2. Collected hospital-based data in addition to patient-reported data.


3. Invited all total joint replacement surgeons to develop evidence-based common care pathways for hip and knee replacements through a consensus process.


4. Eliminated things that didn’t add value to the patient outcome or experience.


5. Obtained cost data and negotiated a 90-day bundled rate with one large payer with stop-loss protections and exclusions to limit the physicians’ risk to performance risk instead of actuarial risk. The practice negotiated facility fees with the hospital and professional fees with the clinicians in addition to fees for physical therapy and other providers.
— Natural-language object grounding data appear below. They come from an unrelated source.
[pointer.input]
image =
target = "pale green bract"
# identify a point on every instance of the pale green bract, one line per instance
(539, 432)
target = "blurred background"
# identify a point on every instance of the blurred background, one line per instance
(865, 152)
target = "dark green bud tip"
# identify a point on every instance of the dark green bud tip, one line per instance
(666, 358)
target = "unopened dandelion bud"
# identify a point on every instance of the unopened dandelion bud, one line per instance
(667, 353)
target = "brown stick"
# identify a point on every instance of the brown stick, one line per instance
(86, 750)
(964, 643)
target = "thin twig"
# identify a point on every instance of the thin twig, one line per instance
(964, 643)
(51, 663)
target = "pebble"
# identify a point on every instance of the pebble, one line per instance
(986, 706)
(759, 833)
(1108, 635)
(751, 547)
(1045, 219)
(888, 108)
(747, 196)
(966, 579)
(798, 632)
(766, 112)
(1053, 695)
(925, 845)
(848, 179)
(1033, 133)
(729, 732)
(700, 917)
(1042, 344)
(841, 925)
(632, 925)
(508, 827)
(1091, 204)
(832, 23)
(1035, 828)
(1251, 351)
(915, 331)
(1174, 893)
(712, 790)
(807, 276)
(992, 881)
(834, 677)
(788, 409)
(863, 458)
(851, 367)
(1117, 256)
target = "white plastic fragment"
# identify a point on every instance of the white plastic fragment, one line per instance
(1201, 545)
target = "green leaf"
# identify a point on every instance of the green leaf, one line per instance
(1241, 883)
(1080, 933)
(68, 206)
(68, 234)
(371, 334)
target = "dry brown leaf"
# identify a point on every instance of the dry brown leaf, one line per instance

6. OrthoCarolina acted as a third-party administrator responsible for paying all participants.


7. Achieved cost reductions with a hospital partner.


8. Produced a Joint Journal for the bundled patients and families explaining every step of the process to engage patients and families.


9. Assigned navigators to guide patients throughout the process and act as a first responder to direct questions.


10. Form a coordinated care team with the hospital to make sure the care pathways and expectations were met and communications were consistent. There were weekly huddles to deal with issues and improve patient care processes.


Four years after implementing the program, the practice had data on 200 patients who participated in the bundle. They found:


• 0 percent reoperations
• 0.5 percent deep vein thrombosis
• 100 percent discharged home
• 100 percent pain control
• One fewer days stayed in the hospital — 2.5 days to 1.5 days
• 98 percent patient satisfaction


After creating the program, OrthoCarolina launched a new company to scale the process and bring physician-owned bundled payments to other facilities.